# [Q] Theme



## mi2gurlz (Jul 28, 2011)

So I am a noob and I finally found a Rom that I like, well a couple. I am looking for themes for DAS BAMF Gingerbread Remix 2.1. If you can also list themes for BAMF GingerStripped 2.1 and BAMF Sense 3.0 RC 4.9 it would be greatly appreciated...
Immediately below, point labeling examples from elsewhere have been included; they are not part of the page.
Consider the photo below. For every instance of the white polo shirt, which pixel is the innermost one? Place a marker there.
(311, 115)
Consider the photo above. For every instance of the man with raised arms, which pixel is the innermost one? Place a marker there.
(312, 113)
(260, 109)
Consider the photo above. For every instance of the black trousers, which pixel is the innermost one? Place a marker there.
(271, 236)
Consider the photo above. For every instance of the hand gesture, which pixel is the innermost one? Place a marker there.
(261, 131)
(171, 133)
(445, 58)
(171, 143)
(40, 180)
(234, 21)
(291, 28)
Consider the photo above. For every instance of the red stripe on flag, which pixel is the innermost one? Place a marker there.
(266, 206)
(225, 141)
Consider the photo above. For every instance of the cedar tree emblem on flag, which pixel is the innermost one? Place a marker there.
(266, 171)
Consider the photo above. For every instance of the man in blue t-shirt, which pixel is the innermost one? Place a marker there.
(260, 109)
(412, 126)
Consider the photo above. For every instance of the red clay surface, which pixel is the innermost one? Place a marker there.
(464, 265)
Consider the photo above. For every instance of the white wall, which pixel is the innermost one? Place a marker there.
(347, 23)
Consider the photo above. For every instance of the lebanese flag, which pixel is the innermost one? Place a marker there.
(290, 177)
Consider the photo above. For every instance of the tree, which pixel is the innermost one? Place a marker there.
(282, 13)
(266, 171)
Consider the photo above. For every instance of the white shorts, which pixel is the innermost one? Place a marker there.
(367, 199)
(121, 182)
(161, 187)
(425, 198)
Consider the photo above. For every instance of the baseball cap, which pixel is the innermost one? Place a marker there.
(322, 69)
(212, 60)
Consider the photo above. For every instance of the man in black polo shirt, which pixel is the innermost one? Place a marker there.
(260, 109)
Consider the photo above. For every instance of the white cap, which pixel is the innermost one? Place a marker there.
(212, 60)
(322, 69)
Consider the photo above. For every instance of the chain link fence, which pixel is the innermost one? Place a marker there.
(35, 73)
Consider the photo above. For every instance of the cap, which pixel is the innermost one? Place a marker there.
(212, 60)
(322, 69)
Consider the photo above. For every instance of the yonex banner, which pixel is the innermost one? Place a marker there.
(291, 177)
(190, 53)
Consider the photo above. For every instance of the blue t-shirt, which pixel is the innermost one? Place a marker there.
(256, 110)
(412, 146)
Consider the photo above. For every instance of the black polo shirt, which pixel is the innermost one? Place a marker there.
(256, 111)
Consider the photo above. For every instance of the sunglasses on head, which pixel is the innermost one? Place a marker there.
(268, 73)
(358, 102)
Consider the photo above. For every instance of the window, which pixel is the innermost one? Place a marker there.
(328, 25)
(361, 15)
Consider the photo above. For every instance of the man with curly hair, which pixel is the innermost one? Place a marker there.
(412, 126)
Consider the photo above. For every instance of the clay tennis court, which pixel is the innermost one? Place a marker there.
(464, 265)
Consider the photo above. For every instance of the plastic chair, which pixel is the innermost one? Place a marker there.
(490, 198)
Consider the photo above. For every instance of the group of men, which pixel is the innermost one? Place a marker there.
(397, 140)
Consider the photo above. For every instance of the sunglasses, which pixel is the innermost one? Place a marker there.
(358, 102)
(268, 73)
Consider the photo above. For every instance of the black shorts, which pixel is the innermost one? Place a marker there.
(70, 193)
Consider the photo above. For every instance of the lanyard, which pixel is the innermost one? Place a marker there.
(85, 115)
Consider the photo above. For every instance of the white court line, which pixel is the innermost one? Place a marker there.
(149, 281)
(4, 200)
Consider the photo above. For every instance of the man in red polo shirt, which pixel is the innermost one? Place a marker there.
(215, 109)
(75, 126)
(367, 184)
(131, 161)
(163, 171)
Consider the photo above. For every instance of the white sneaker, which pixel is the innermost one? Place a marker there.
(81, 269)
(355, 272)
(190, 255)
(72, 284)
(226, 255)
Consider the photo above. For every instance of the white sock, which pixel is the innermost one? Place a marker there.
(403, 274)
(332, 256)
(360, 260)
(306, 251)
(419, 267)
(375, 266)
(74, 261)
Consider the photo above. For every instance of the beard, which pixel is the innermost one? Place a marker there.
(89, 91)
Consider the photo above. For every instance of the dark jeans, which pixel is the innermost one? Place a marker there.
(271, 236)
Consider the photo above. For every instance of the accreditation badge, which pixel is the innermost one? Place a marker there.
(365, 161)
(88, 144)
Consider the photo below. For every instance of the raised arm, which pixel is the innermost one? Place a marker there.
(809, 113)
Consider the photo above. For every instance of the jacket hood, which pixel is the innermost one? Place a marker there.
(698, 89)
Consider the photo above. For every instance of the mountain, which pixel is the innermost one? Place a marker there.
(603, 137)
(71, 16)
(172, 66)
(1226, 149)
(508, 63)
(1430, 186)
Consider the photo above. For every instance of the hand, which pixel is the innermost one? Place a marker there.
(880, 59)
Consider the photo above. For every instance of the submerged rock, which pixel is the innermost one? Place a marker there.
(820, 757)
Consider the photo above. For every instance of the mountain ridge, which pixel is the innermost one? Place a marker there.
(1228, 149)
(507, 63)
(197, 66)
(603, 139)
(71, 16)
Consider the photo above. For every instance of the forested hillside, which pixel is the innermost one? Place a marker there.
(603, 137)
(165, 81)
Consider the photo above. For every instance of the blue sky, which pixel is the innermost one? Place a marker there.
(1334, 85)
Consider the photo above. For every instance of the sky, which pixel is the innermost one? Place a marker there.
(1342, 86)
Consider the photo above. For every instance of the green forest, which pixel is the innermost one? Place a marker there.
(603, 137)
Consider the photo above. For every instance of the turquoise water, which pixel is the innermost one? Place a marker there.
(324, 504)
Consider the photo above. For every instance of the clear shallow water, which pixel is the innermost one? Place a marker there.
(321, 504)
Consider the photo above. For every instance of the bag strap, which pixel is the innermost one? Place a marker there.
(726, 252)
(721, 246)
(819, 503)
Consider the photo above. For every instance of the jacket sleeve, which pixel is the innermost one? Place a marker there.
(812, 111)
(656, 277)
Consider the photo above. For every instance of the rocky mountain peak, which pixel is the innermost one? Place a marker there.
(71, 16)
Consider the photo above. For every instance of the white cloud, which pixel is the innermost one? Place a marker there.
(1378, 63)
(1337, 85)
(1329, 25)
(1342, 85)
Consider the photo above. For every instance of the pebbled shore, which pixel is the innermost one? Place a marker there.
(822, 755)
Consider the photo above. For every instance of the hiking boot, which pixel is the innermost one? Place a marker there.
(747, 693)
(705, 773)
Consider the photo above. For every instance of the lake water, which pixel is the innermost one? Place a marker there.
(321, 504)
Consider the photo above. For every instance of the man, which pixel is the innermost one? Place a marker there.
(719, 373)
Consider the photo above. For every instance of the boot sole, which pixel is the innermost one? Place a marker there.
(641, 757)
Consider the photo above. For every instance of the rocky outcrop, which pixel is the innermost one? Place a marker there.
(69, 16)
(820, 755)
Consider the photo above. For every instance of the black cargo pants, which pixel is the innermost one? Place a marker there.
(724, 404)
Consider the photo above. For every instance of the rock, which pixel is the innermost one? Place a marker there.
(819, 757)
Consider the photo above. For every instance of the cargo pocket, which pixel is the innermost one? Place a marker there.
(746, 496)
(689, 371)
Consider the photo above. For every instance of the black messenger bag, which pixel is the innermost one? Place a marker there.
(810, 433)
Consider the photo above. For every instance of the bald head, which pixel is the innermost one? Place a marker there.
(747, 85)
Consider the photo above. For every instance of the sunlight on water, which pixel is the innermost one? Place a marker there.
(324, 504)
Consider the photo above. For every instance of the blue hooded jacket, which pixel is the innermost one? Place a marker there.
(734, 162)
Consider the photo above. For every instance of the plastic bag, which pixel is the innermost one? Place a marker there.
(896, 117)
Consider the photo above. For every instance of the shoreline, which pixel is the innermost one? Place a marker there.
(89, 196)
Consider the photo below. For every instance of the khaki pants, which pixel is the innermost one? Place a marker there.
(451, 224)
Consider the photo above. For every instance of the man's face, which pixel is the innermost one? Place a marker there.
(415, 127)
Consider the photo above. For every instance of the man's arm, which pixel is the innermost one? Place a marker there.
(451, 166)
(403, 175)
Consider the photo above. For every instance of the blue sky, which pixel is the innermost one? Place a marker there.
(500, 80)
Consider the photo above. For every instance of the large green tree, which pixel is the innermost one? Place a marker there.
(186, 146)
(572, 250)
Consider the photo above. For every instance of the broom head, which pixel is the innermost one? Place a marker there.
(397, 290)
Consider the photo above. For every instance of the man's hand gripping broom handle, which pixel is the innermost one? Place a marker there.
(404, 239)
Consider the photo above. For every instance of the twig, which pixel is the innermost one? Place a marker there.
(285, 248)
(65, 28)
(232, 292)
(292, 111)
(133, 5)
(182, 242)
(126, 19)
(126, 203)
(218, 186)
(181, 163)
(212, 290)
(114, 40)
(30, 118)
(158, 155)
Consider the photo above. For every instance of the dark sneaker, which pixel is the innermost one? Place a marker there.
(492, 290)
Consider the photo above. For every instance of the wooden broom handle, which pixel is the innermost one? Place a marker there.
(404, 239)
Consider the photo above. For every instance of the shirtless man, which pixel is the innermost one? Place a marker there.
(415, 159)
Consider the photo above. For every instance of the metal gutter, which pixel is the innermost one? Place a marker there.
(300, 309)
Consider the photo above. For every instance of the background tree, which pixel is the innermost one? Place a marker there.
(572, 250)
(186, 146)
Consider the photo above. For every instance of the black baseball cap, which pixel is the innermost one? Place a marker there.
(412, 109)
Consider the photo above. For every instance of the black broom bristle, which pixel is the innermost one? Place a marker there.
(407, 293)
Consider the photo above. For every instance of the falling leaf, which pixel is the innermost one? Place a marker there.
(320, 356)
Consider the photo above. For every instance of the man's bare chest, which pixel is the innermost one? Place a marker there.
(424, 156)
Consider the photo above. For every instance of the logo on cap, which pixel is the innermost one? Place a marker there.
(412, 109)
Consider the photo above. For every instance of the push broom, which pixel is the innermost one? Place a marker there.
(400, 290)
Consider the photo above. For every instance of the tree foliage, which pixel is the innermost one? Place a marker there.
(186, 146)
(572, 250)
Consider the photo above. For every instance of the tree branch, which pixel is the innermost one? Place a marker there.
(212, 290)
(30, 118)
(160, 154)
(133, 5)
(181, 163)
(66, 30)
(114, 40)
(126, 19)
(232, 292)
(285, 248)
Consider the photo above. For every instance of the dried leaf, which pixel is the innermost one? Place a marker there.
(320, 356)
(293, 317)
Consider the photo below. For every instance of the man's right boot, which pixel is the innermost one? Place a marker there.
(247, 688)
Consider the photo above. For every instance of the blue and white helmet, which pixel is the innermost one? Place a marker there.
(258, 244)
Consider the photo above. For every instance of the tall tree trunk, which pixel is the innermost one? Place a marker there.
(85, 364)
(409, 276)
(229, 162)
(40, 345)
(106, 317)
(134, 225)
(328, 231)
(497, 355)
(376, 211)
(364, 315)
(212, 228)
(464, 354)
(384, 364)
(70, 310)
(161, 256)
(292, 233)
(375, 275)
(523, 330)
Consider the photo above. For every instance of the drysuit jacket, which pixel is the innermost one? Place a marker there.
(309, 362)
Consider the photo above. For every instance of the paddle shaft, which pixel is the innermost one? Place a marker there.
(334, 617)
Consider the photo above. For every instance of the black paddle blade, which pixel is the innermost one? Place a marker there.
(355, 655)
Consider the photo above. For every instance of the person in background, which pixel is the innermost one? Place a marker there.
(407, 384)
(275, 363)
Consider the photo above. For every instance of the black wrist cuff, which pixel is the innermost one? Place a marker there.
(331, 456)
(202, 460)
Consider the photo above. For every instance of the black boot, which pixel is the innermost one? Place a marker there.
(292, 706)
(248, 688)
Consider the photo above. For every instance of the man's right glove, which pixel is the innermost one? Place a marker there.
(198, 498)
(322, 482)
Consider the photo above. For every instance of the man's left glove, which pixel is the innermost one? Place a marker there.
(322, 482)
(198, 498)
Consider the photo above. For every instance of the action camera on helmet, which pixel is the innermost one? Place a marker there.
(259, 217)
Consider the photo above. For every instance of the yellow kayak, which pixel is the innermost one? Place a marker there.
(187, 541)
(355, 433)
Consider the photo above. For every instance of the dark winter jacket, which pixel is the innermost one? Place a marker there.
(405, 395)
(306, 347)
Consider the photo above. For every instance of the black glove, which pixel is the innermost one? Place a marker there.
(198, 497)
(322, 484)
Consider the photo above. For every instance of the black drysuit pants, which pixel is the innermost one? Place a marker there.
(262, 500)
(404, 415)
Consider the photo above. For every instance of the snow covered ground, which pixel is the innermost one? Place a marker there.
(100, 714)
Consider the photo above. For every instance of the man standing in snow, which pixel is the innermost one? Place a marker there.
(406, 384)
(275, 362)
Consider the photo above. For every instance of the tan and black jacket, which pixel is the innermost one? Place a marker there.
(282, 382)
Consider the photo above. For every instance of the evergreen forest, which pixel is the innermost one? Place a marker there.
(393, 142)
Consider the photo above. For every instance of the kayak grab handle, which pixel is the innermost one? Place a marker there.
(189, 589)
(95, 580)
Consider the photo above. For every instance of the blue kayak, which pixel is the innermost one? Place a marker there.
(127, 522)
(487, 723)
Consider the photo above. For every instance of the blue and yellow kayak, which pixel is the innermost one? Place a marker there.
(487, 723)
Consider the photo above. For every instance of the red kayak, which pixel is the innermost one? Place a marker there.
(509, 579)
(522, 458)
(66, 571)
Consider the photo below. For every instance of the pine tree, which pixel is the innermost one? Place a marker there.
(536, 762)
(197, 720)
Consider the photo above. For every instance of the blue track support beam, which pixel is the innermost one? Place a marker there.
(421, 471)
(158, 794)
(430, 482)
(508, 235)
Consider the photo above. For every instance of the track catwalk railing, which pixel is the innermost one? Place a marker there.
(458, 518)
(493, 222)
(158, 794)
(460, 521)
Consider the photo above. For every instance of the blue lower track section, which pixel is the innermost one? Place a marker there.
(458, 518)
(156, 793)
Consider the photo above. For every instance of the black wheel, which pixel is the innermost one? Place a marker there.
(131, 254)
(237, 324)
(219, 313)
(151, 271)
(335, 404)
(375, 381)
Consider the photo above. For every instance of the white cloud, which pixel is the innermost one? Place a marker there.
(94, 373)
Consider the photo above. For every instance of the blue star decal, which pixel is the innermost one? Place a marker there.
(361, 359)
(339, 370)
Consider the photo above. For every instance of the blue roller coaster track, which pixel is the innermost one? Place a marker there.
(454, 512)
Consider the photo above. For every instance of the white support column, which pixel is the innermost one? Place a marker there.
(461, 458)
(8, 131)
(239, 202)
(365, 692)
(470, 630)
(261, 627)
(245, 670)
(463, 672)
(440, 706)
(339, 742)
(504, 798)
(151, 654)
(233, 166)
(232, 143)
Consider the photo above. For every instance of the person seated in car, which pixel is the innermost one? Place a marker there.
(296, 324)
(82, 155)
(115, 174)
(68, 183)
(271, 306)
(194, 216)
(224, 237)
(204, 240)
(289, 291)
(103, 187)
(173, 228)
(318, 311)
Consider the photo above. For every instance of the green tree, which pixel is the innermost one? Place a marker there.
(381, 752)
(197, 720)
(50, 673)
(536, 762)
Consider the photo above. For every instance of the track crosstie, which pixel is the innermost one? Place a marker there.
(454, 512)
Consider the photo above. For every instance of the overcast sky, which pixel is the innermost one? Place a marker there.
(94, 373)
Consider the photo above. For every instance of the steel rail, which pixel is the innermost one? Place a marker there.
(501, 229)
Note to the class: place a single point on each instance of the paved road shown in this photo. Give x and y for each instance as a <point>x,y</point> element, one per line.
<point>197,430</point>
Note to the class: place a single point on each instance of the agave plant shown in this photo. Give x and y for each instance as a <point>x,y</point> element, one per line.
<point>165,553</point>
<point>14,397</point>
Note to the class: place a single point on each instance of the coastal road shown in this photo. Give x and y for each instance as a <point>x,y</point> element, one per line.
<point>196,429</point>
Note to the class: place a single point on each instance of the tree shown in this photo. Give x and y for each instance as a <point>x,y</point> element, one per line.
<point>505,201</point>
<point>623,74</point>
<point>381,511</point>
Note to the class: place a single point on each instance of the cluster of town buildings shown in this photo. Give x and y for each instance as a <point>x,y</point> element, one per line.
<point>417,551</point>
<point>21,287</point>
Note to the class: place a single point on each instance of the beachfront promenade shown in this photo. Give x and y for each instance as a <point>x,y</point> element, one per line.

Thanks in advance and no need to get nasty... I did look through the threads and I found 2 or 3 themes just looking for some more.. I like to switch up a lot :wink2:


----------



## ouroborus2012 (Jul 14, 2011)

mi2gurlz said:


> So I am a noob and I finally found a Rom that I like, well a couple. I am looking for themes for DAS BAMF Gingerbread Remix 2.1. If you can also list themes for BAMF GingerStripped 2.1 and BAMF Sense 3.0 RC 4.9 it would be greatly appreciated...
> 
> Thanks in advance and no need to get nasty... I did look through the threads and I found 2 or 3 themes just looking for some more.. I like to switch up a lot :wink2:


I wouldn't worry about "nasty" too much.... This isn't XDA  .. Anyway, I run this theme and love it.. check it out http://rootzwiki.com/showthread.php?1089-URBaN-THEME-FOR-VARIOUS-ROMS&


----------



## ouroborus2012 (Jul 14, 2011)

Here's another.. . strictly BAMF 4.9 though, I believe

http://rootzwiki.com/showthread.php?2131-THEME-Taykiin-s-Custom-BAMF-Theme


----------



## sonami (Jul 16, 2011)

Dark horse if you like blue, untouchable if you like red

Sent from my thunderbolt using my f***King thumbs


----------



## mi2gurlz (Jul 28, 2011)

thanks everyone ill try them out!


----------